Maggoty potatoes

Today, my wife recounted me scenes from Glass Castle, a book she had read about a family raised by alcoholics. The neglect and abuse was astounding. Although my story is less severe, I had dizzy spells listening to her, and could see many similarities. 


“They even had to pick around maggots in their food!” She mentioned.

I suddenly recalled a time when our potatoes starting rotting. I am not sure if many readers have smelled rotten potatoes. The starch in them ferments, causing a smell like rotting flesh. It is a truly horrendous smell.

One day, when I was about ten, my dad told me to take our rotten bag of potatoes and wash them off to find the good ones.

As I took them out, I found that they were not only rotten, but crawling with maggots. 

I gagged, and protested, but he simply told me to keep doing it. 

I remember distinctly holding the potatoes under the tap water and rubbing them vigorously, without looking at them. I did not want to know if I was knocking off “eyes” from the potatoes, or maggots. It was disgusting. I had to keep stifling the urge to vomit.

This was a one-off experience. My dad did not often ask me to do this, probably because we did not often have maggoty potatoes.

What stands out to me about this experience as I recall it was the cold flippancy with which my dad told me to wash them. Always the compliant child, he knew that I would do his bidding. (Good luck getting my two brothers to do this task!) When I protested, he just didn’t care. It didn’t make the slightest impression on him that I was retching into my mouth, and completely horrified by the vileness of the task. He just told me to have it done by suppertime and left the room.

The other thing that stands out to me is that he made me do it. He didn’t do it himself. 

I suppose, to be fair, dad did do dirty work sometimes, such as cleaning out the sewer when it got clogged. But then he made a point of showing me how dirty his hands were, so I would feel guilty about clogging the pipes…I still feel a twinge of guilt when I think of him standing there, with that look, showing me his hands. But it seemed to cost him nothing to make his son do such a dirty job.
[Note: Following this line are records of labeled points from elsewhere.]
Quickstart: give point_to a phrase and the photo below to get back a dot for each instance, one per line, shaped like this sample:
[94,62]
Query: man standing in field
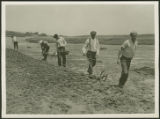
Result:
[15,42]
[45,49]
[125,55]
[91,50]
[60,46]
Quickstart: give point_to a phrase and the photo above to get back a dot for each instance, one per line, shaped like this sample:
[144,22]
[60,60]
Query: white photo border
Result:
[3,62]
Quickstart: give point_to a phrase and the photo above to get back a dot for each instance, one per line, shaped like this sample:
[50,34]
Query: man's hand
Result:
[84,54]
[118,61]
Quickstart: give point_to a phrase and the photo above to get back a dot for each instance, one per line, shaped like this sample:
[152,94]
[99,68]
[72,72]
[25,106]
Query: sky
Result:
[78,19]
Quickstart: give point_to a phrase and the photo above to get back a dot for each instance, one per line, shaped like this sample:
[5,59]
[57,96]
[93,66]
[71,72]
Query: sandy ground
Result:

If I were to compare this to myself, there are a number of things that I would not do:
  1. Potatoes are not expensive. Although my parents often (melodramatically) complained about being poor, they were steadily employed in a  blue-collar industry. I have never made more than them, and have lived in the same town. I can afford a new bag of potatoes, and so could they. 
  2. Were I to try to rescue food, I would gingerly pick out the good ones out of the top, and chuck the rest. I wouldn’t wash off the maggoty potatoes. I can’t imagine ever being that desperate! (And this from someone who actually has done dumpster-diving!)
  3. Were I to do such a disgusting task, it would cost me dearly to see my son doing it, and retching into his mouth. I couldn’t handle it! Because I am a healthy person, I would have too much empathy to do this to my son
  4. If there were unpleasant tasks, I would share them equally amongst my children. My dad was not able to do this, because his other two children were fundamentally out of his control most of the time. One would rebel, the other would cry. Only I would obey: and so I got saddled with the lion’s share of responsibilities. But I try (and, I think, succeed) to share burdens far more equally. Because (despite being a far “gentler” leader) I am actually in far more control of my children and household than my dad ever was of us.
***

As I reread this later, I feel like my mind wants to pair this memory with another memory, the time that I passed out as a child. Aside from the time that I passed out due to being forced to breathe in lead fumes while helping dad, there was another time when I passed out from cutting cherries. 

It happened in the same place, at about the same time in my life. I had been cutting cherries for cookies, alone in the kitchen. I came to the sink and looked at my hands. They were very red with cherry juice. Perhaps I thought it was blood? I walked to the bathroom and passed out on the way. 

My parents freaked out, and freaked me out: I went to the hospital and was found to be anemic: our diet did not contain enough iron, apparently. And so I got a lot of gingerbread cookies for a while.

Anyways, it occurs to me that perhaps the real reason I passed out at this time, in this place, was that it triggered this previous memory of working with the maggoty potatoes? Perhaps this, combined with the sight of blood caused me to pass out?

At any rate, what stands out to me in both of these memories is the servile position I took. 

My parents would tell me to do tasks, and I would do them. While my brothers sat and watched TV or fought, or did whatever they did. It was always me doing the work. 

It's just the role I was groomed to play in that home.